Even better, the Marlins staked themselves to an early lead against Red Sox starter David Price, who exited with a left wrist contusion after getting hit by a comebacker in the third inning. Derek Dietrich homered in the second, and J.T. Realmuto doubled home the go-ahead run in the third.
But with one out in the sixth inning, Richards issued back-to-back walks to Betts and Andrew Benintendi. Two batters later, J.D. Martinez got on top of a fastball at the top of the zone and rolled it into center field for a two-out RBI single. That prompted Mattingly to hand the game over to his bullpen.
"Really, we were in pretty good shape," Mattingly said. "It had been a pretty good game up to that inning -- and then the skies opened."
Indeed, an inning later, the game spun out of control for the Marlins.
Betts knocked a go-ahead, two-run double and pinch-hitter Brock Holt laced an RBI triple to highlight an 11-run seventh for the Red Sox, an inning in which the Marlins needed four relievers to get three outs. It was Boston's most prolific offensive inning since a 2003 outburst, also against the Marlins (14 runs on 13 hits, bottom 1st).
"We've got to make some pitches," Mattingly said. "But these guys have a club that, it seems like, they rattle off runs quick. We just didn't execute pitches we needed to execute."
No matter who took the mound, the result was the same. The only outs in the inning came when Benintendi dropped down a sacrifice bunt with Conley on the mound and then Benintendi -- up for the second time -- grounded into a double play against Guerra.
"It happened pretty quick," Conley said. "Looking at those at-bats, knowing those guys are going to be aggressive, getting into the later innings at their home park, I wish I'd tried to expand more than I did. My mindset going in there was to make quality pitches to get those guys out, but that's how the game goes sometimes."
The bullpen implosion Wednesday came one night after the Marlins had squandered a 6-4 lead and lost by an 8-7 score in walk-off fashion in the ninth inning.
MOMENTS THAT MATTERED
Mattingly thought he had the matchup he wanted in the seventh inning. Switch-hitter Blake Swihart had been introduced as a pinch-hitter, with lefty-swinging Jackie Bradley Jr. on deck. Swihart, like Bradley, is more vulnerable against left-handed pitchers, so Mattingly called upon southpaw Conley to snuff out a budding rally. Conley, who had a 1.42 ERA in early July, has faded in the second half with a 7.47 ERA. Swihart singled home a run and Bradley doubled home another to tie the game and continue the Red Sox's hit parade.
The longest-tenured Marlin and one of the shortest-tenured Marlins both went deep. Dietrich, who has played 586 games in the big leagues with the organization, knocked a solo homer off Price in the second inning for his career-best 16th home run of the season. In the eighth inning, Austin Dean took Red Sox reliever Ryan Brasier deep. It was the third homer of the season for Dean, who was playing in just his 12th career game.

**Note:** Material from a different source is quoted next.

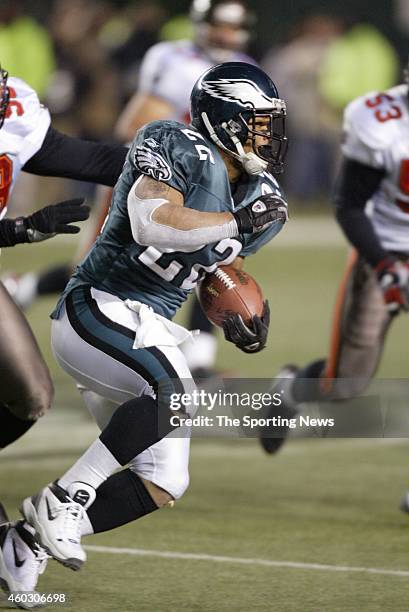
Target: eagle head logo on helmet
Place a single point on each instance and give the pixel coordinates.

Dan Straily, who starts Friday's 7:10 p.m. ET series opener vs. the Blue Jays at Marlins Park, made his Major League debut against Toronto, tossing six strong innings for Oakland late in the 2012 season. Straily doesn't get the chance to face the Blue Jays much these days pitching in the National League, but he's a perfect 5-0 in seven career Interleague starts at home. Toronto will counter with right-hander Aaron Sanchez.